What is interesting to me is the fall-out for Stobart on the publicity front, and how its share price continues to slide. We’ve seen consistent selling of the stock, and it is now more than 35% off its 52 week high. Really not very impressive.
- 23rd November 2018 at 3:30 pm #13036
Stobart Group is having a tough enough time of it as it is. It really doesn’t need to hit the headlines with another dispute. October results showed losses widening and until the boardroom can unify, I really don’t see much improvement here. The 8.93% dividend yield is certainly attractive, but that share price drop over the lasts 12 months would be a concern to shareholders.
- 23rd November 2018 at 5:35 pm #13056
STOB is looking pants on the 90 day chart. They have rallied a bit this week. They have the agreement with BA City Flyer but that ain’t going to be enough. P/E ratio is now 6.9 though. Maybe worth buying in at 180? What do you think? Or is this a dud? As a small shareholder you are somewhat at the mercy of big shareholders like Invesco, which owns a TON of this stock.
Related to this fracas at Stobart is the fact that Virgin Atlantic now seems to be in serious talks to buy Flybe itself.
- 23rd November 2018 at 6:23 pm #13066
Value hunters may well see opportunity at this price – but the business seems to be in turmoil at the top.
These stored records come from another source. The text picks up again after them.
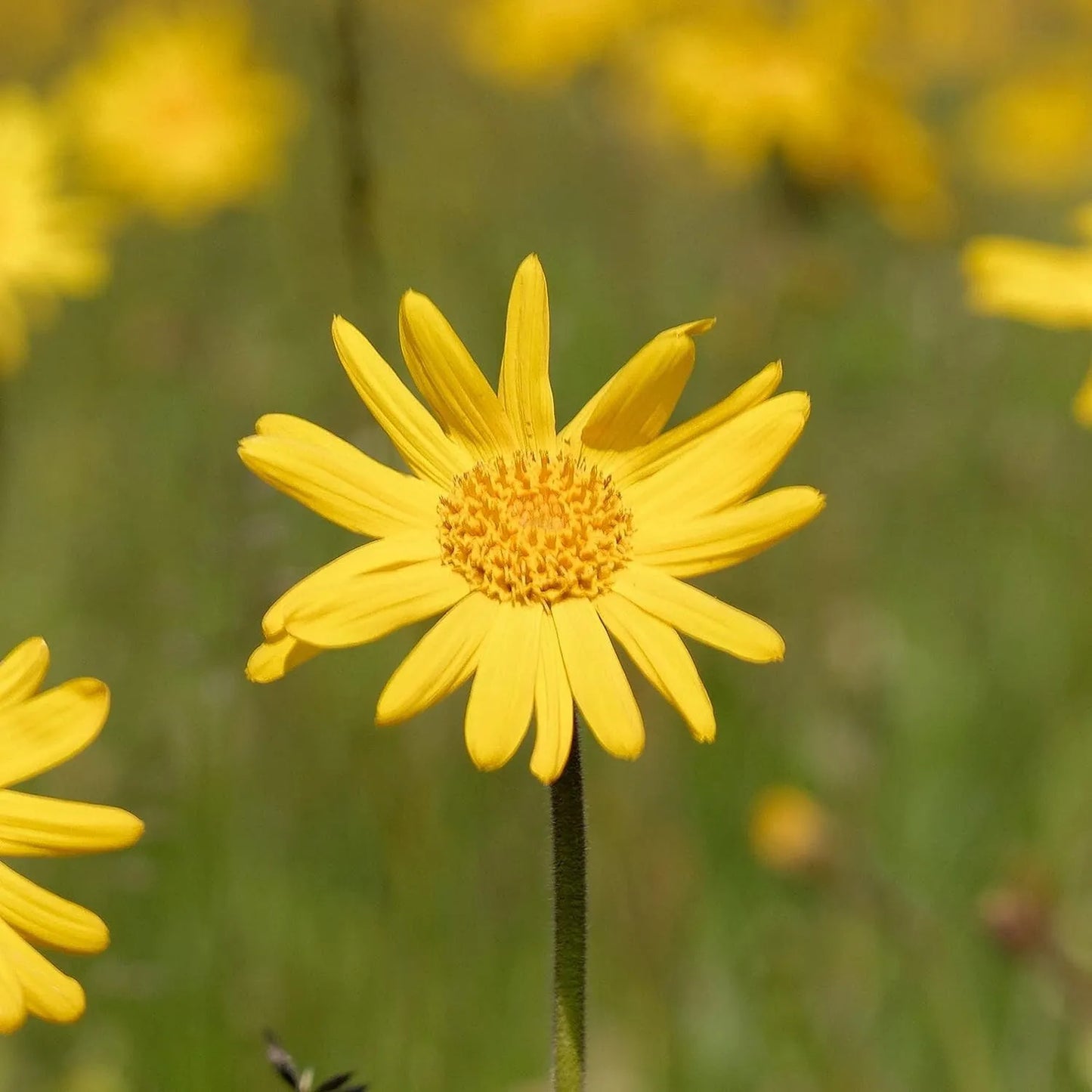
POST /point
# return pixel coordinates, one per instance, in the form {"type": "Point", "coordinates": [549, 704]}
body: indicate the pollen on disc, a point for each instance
{"type": "Point", "coordinates": [535, 527]}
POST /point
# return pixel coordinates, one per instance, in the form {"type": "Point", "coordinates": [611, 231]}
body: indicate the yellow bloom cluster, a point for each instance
{"type": "Point", "coordinates": [741, 82]}
{"type": "Point", "coordinates": [834, 90]}
{"type": "Point", "coordinates": [172, 115]}
{"type": "Point", "coordinates": [755, 88]}
{"type": "Point", "coordinates": [175, 115]}
{"type": "Point", "coordinates": [51, 240]}
{"type": "Point", "coordinates": [537, 544]}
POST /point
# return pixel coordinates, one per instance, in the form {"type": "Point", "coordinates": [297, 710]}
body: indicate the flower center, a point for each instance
{"type": "Point", "coordinates": [535, 527]}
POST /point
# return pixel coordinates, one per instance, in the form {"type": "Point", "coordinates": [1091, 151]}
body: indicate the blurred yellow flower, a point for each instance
{"type": "Point", "coordinates": [930, 41]}
{"type": "Point", "coordinates": [540, 42]}
{"type": "Point", "coordinates": [41, 731]}
{"type": "Point", "coordinates": [51, 242]}
{"type": "Point", "coordinates": [1037, 282]}
{"type": "Point", "coordinates": [29, 32]}
{"type": "Point", "coordinates": [175, 115]}
{"type": "Point", "coordinates": [753, 86]}
{"type": "Point", "coordinates": [790, 832]}
{"type": "Point", "coordinates": [537, 544]}
{"type": "Point", "coordinates": [1032, 132]}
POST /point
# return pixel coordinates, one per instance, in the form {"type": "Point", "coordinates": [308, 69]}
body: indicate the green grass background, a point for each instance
{"type": "Point", "coordinates": [367, 892]}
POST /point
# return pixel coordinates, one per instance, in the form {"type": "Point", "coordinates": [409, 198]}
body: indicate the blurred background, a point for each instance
{"type": "Point", "coordinates": [189, 193]}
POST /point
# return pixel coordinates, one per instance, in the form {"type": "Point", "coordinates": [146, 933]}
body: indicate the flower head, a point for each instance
{"type": "Point", "coordinates": [1032, 131]}
{"type": "Point", "coordinates": [540, 545]}
{"type": "Point", "coordinates": [51, 240]}
{"type": "Point", "coordinates": [532, 42]}
{"type": "Point", "coordinates": [175, 115]}
{"type": "Point", "coordinates": [790, 832]}
{"type": "Point", "coordinates": [755, 86]}
{"type": "Point", "coordinates": [42, 731]}
{"type": "Point", "coordinates": [1037, 282]}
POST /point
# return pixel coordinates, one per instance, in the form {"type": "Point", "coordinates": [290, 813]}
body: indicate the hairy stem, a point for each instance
{"type": "Point", "coordinates": [571, 923]}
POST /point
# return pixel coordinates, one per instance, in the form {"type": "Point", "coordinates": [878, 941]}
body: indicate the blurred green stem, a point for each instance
{"type": "Point", "coordinates": [571, 922]}
{"type": "Point", "coordinates": [351, 100]}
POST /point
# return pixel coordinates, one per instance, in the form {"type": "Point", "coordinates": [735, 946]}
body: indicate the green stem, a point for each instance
{"type": "Point", "coordinates": [571, 923]}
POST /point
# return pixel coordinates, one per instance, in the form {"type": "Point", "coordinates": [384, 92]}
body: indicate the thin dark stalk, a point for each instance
{"type": "Point", "coordinates": [351, 101]}
{"type": "Point", "coordinates": [571, 923]}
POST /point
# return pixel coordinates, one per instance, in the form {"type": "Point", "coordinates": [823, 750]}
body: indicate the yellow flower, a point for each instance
{"type": "Point", "coordinates": [175, 115]}
{"type": "Point", "coordinates": [751, 88]}
{"type": "Point", "coordinates": [1032, 132]}
{"type": "Point", "coordinates": [544, 42]}
{"type": "Point", "coordinates": [41, 731]}
{"type": "Point", "coordinates": [1037, 282]}
{"type": "Point", "coordinates": [51, 243]}
{"type": "Point", "coordinates": [790, 832]}
{"type": "Point", "coordinates": [537, 544]}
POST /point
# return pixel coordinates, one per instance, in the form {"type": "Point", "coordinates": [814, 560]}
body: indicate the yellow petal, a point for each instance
{"type": "Point", "coordinates": [41, 826]}
{"type": "Point", "coordinates": [635, 466]}
{"type": "Point", "coordinates": [47, 918]}
{"type": "Point", "coordinates": [633, 407]}
{"type": "Point", "coordinates": [51, 728]}
{"type": "Point", "coordinates": [725, 468]}
{"type": "Point", "coordinates": [524, 370]}
{"type": "Point", "coordinates": [22, 670]}
{"type": "Point", "coordinates": [552, 710]}
{"type": "Point", "coordinates": [689, 547]}
{"type": "Point", "coordinates": [700, 616]}
{"type": "Point", "coordinates": [382, 555]}
{"type": "Point", "coordinates": [49, 994]}
{"type": "Point", "coordinates": [450, 382]}
{"type": "Point", "coordinates": [441, 662]}
{"type": "Point", "coordinates": [343, 485]}
{"type": "Point", "coordinates": [412, 428]}
{"type": "Point", "coordinates": [599, 684]}
{"type": "Point", "coordinates": [1031, 281]}
{"type": "Point", "coordinates": [365, 608]}
{"type": "Point", "coordinates": [503, 694]}
{"type": "Point", "coordinates": [663, 660]}
{"type": "Point", "coordinates": [273, 659]}
{"type": "Point", "coordinates": [1082, 403]}
{"type": "Point", "coordinates": [12, 1001]}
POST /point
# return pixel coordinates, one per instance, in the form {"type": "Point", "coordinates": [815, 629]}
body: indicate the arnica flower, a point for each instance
{"type": "Point", "coordinates": [537, 544]}
{"type": "Point", "coordinates": [748, 88]}
{"type": "Point", "coordinates": [42, 731]}
{"type": "Point", "coordinates": [790, 832]}
{"type": "Point", "coordinates": [51, 242]}
{"type": "Point", "coordinates": [1032, 131]}
{"type": "Point", "coordinates": [1037, 282]}
{"type": "Point", "coordinates": [531, 42]}
{"type": "Point", "coordinates": [175, 115]}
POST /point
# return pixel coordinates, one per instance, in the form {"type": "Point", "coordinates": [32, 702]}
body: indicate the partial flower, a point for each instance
{"type": "Point", "coordinates": [790, 831]}
{"type": "Point", "coordinates": [42, 731]}
{"type": "Point", "coordinates": [753, 88]}
{"type": "Point", "coordinates": [535, 43]}
{"type": "Point", "coordinates": [51, 242]}
{"type": "Point", "coordinates": [175, 114]}
{"type": "Point", "coordinates": [1037, 282]}
{"type": "Point", "coordinates": [537, 545]}
{"type": "Point", "coordinates": [1031, 132]}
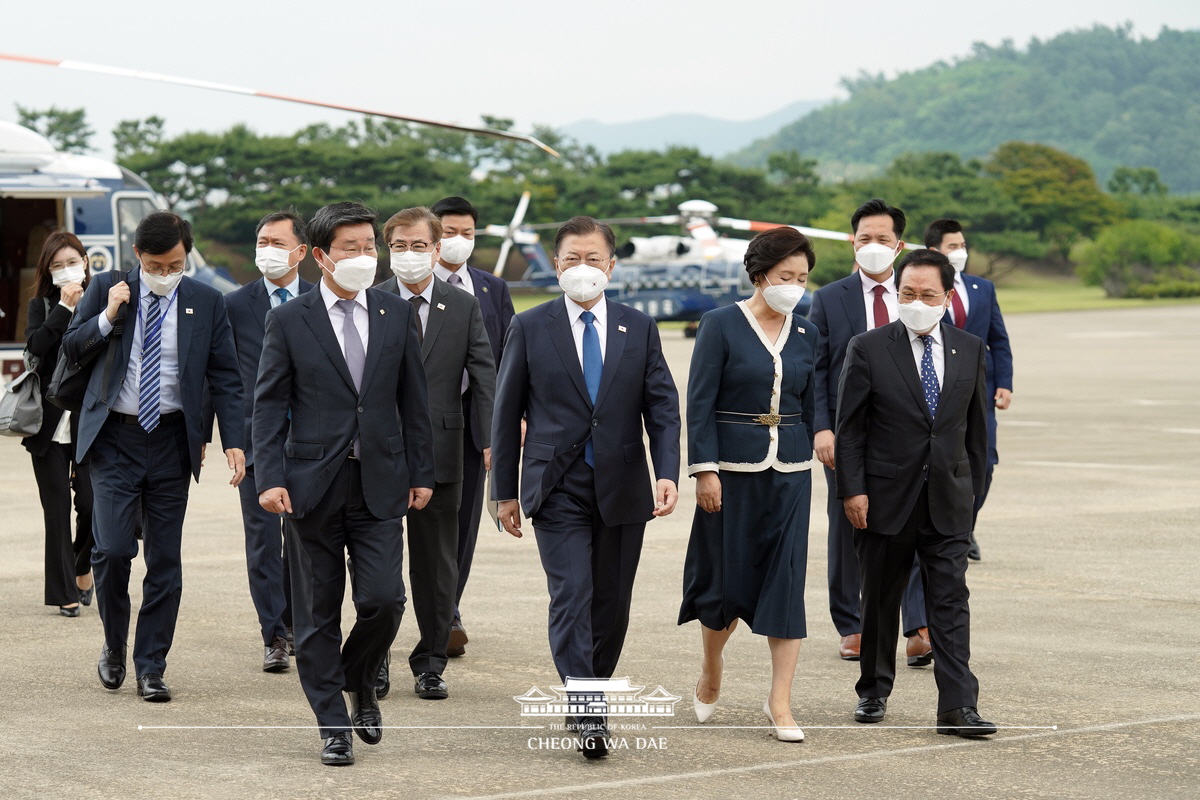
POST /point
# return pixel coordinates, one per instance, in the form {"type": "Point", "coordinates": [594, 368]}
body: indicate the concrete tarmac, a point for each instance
{"type": "Point", "coordinates": [1085, 624]}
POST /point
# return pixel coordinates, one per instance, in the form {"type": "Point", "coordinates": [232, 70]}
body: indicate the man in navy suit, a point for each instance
{"type": "Point", "coordinates": [862, 301]}
{"type": "Point", "coordinates": [144, 433]}
{"type": "Point", "coordinates": [343, 449]}
{"type": "Point", "coordinates": [281, 244]}
{"type": "Point", "coordinates": [977, 311]}
{"type": "Point", "coordinates": [459, 220]}
{"type": "Point", "coordinates": [587, 376]}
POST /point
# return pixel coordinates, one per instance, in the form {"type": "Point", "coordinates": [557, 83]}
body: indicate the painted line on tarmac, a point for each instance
{"type": "Point", "coordinates": [828, 759]}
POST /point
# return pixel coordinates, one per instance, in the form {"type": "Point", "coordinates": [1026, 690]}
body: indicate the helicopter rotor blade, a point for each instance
{"type": "Point", "coordinates": [83, 66]}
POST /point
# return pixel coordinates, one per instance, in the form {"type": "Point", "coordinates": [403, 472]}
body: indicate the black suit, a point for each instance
{"type": "Point", "coordinates": [342, 504]}
{"type": "Point", "coordinates": [454, 341]}
{"type": "Point", "coordinates": [265, 565]}
{"type": "Point", "coordinates": [588, 522]}
{"type": "Point", "coordinates": [919, 473]}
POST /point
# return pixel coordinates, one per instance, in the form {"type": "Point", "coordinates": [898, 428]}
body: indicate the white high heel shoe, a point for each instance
{"type": "Point", "coordinates": [781, 734]}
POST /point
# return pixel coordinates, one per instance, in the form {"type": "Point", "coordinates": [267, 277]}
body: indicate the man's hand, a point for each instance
{"type": "Point", "coordinates": [237, 459]}
{"type": "Point", "coordinates": [419, 498]}
{"type": "Point", "coordinates": [856, 510]}
{"type": "Point", "coordinates": [509, 513]}
{"type": "Point", "coordinates": [666, 494]}
{"type": "Point", "coordinates": [822, 444]}
{"type": "Point", "coordinates": [118, 295]}
{"type": "Point", "coordinates": [708, 491]}
{"type": "Point", "coordinates": [275, 500]}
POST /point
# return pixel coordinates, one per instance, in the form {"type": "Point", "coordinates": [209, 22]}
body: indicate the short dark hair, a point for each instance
{"type": "Point", "coordinates": [937, 229]}
{"type": "Point", "coordinates": [876, 208]}
{"type": "Point", "coordinates": [927, 258]}
{"type": "Point", "coordinates": [582, 227]}
{"type": "Point", "coordinates": [298, 227]}
{"type": "Point", "coordinates": [771, 247]}
{"type": "Point", "coordinates": [329, 218]}
{"type": "Point", "coordinates": [160, 232]}
{"type": "Point", "coordinates": [454, 205]}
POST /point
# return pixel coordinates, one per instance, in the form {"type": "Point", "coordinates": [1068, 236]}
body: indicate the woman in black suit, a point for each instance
{"type": "Point", "coordinates": [59, 282]}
Alarm bells for me.
- 28th November 2018 at 9:26 am #13184
UK retailers are having a tough time of it at the moment – none more so than Kingfisher, with the DIY chain’s share price showing steady downward momentum over the last 5 years. Third quarter results this week have done little to inspire investors, instead prompting HSBC and Goldman Sachs to downgrade their forecasts. Three years into their five year plan, Kingfisher remains profitable with a healthy property portfolio and an attractive 4.24% dividend yield. However, with Brexit looming and pressure on retail, it’s hard to see the share price arrest its current decline any time soon.
Do you agree that Kingfisher is a stock to avoid in 2019? If not, feel free to reply to this post and have your say.
- 5th December 2018 at 3:55 pm #13343
I think retail stocks are going to be in a death spiral in 2019. The evidence is increasingly pointing towards a horrid Xmas shopping season in the UK which will feed into bad results across the board for most of these guys in 2019. Brexit is making most consumers very edgy and they are trying to conserve cash – many now worried about jobs.
On top of that there is the usual competition from digital options. Just going out and about in Brighton it is noticeable that the shops are quieter than they were this time last year.
ProShares has a retail sector inverse ETF (NYSE Arca: EMTY) which tracks the opposite of the performance of an index of big retailers. You’ve also got CLIX (NYSE Arca: CLIX) which is actually long an index of digital retailers and short bricks and mortars. Sadly both these products are US-listed and focused on US stocks, but they are a good way to approach this theme.
US retailers are not in as bad shape as UK ones, and the US economy is in better shape, so your downside opportunity with US retail won’t be as good. If anyone knows of a UK version, do let me know. I’m tempted to put both these in my 2019 portfolio regardless.